Les autres parties bien que régulièrement convoquées n’ont pas comparu.
MOTIFS DE LA DÉCISION
Il apparaît à la lecture de la décision critiquée que le premier juge a retenu que [O] [E] souhaitait vendre son bien immobilier pour apurer sa dette auprès du [6]. Il indiquait également vouloir affecter la somme de 500 euros pour rembourser celle-ci. Le premier juge a relevé que [O] [E] ne justifiait pas avec précision de ses ressources.
En cause d’appel, [O] [E] indique avoir utilisé son épargne pour acquérir un véhicule. Il justifie de l’achat d’une peugeot 308 pour un prix d’environ 19000 euros. Il déclare ne pas souhaiter vendre son bien immobilier au motif de son âge (70 ans) et du fait que cette vente ne suffirait pas à régler la dette due. Il ne justifie pas de ses revenus actuels ni de la valeur du bien immobilier. Il ne produit en effet que ses revenus pour les années 2024 et 2023. Sa pension de retraite était sur ces périodes d’environ 1 900 euros par mois.

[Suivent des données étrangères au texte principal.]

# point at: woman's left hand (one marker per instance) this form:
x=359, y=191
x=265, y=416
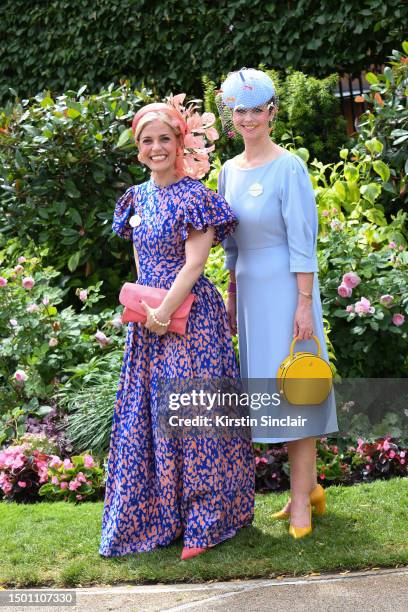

Vu les articles L733-1 du Code de la consommation il convient de relever que [O] [E] ne justifie toujours pas en cause d’appel de la réalité de ses ressources. Il ne produit aucun document permettant de justifier qu’il occupe, en tant que résidence principale, le bien immobilier dont la vente est recommandée. Enfin tout en concluant qu’il peut affecter la somme de 750 euros de mensualité, il n’établit pas avoir commencé à régler cette somme ou tout autre pour diminuer son endettement ; bien plus, il a acquis un véhicule au prix de 19 000 euros alors qu’il aurait pu rembourser une partie de sa dette immobilière.
En conséquence, en l’absence de pièces justificatives et donc de démonstration du caractère inexact de l’évaluation faite par le premier juge, il n’existe aucun motif permettant d’infirmer la décision du premier juge ainsi que le demandent l’appelant.
Le jugement entrepris sera ainsi confirmé en toutes ses dispositions.
L’équité ne commande pas de faire application de l’article 700 du Code de procédure civile, le [6] sera débouté de sa demande formée à ce titre.
[O] [E] sera condamné aux éventuels dépens d’appel.
PAR CES MOTIFS
La cour d’appel, statuant par arrêt réputé contradictoire, mis à disposition,
CONFIRME le jugement entrepris en toutes ses dispositions telles qu’elles ont été déférées devant la cour d’appel,
DÉBOUTE le [6] de sa demande au titre de l’article 700 du Code de procédure civile,
CONDAMNE [O] [E] aux éventuels dépens de l’instance d’appel.